PORT ARTHUR — Sharks have been in the news lately. From Florida being listed as the number one shark attack location to a beautiful surfer/model free-diving with great whites they have been everywhere in the media.
I have had many shark encounters, two of which I would like to share with you today.
One of my personal favorite encounter happened in the Chandeleur Islands back in the summer of 1999.
I was fishing off the shores of Breton Island with Capt. George Knighten when a school of mullet in front of us went from being nervous to completely freaking out. They leapt in every direction away from something that looked to be about two and half feet long and stirring in the water below.
Knighten who was wading ahead of me, chunked his Mirrolure Top Dog toward the fracas fully expecting to catch a big sow speck.
What he got instead was a massive blowup from a juvenile blacktip.

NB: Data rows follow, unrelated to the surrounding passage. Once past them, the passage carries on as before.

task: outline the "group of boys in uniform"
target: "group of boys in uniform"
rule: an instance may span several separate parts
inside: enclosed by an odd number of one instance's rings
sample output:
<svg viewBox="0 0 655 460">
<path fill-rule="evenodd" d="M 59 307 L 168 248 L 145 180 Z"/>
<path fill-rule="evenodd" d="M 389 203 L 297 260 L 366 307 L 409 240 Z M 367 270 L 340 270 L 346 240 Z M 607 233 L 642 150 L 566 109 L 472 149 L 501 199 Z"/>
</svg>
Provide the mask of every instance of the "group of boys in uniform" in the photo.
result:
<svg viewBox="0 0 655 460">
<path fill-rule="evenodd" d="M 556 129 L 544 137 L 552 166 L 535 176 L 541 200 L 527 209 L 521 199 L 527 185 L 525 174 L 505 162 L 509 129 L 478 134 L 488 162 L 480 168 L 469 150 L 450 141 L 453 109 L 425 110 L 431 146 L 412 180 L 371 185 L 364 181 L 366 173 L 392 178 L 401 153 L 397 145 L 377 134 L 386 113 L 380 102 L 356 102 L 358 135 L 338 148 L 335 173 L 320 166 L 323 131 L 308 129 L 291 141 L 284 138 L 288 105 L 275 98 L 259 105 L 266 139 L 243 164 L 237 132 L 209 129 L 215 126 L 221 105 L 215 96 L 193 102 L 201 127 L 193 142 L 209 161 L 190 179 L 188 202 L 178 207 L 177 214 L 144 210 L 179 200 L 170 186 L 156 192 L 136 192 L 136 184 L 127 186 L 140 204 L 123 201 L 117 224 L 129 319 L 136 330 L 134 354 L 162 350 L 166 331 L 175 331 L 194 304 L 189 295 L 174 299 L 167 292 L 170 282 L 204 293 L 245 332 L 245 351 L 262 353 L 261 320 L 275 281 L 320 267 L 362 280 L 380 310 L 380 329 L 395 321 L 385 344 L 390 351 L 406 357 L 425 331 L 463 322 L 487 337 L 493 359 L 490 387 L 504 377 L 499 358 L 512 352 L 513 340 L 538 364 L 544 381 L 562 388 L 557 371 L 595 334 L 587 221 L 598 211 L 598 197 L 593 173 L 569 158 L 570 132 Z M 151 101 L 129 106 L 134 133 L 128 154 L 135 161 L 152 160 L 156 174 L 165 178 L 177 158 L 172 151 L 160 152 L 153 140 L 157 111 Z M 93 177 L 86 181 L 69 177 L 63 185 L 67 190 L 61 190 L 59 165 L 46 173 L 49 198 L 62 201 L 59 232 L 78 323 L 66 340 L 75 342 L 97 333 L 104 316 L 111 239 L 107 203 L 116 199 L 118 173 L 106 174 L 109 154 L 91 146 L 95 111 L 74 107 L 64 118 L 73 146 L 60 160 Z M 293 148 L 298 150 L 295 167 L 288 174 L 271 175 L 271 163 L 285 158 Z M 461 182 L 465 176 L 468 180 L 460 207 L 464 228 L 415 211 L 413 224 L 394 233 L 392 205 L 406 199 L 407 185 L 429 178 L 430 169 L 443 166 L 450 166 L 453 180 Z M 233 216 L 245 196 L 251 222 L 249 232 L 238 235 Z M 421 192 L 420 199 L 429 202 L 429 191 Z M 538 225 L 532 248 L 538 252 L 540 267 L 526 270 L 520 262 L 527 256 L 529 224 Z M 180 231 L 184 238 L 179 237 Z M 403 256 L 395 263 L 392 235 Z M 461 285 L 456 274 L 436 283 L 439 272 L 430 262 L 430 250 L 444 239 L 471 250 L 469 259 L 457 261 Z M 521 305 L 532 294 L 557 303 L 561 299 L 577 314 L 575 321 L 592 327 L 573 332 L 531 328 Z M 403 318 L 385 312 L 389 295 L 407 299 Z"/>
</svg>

At that time, Top Dogs were hot commodities so he wanted to reel the fish in and retrieve his plug.
However, the shark had other ideas easily snapping the line with its sharp sandpaper skin and quickly darting back into the small channel along the island.
Two days later just before we were headed back to the mainland, Knighten and I found ourselves wading the exact same stretch of shoreline, this time catching a nice bunch of specks.
As we plugged away, Knighten hollered “shark” as a blacktip tugged at his stringer, making an easy meal of the trout.
“You’re not going to believe this,” he said.
“This is the same blacktip I lost here two days ago.”
“How do you know,” I asked.
“My plug is still in its mouth!”
Whether that shows the species is territorial or not is debatable but it definitely illustrates a dogged determination that is seeing this valuable species come hold its own while others dwindle away.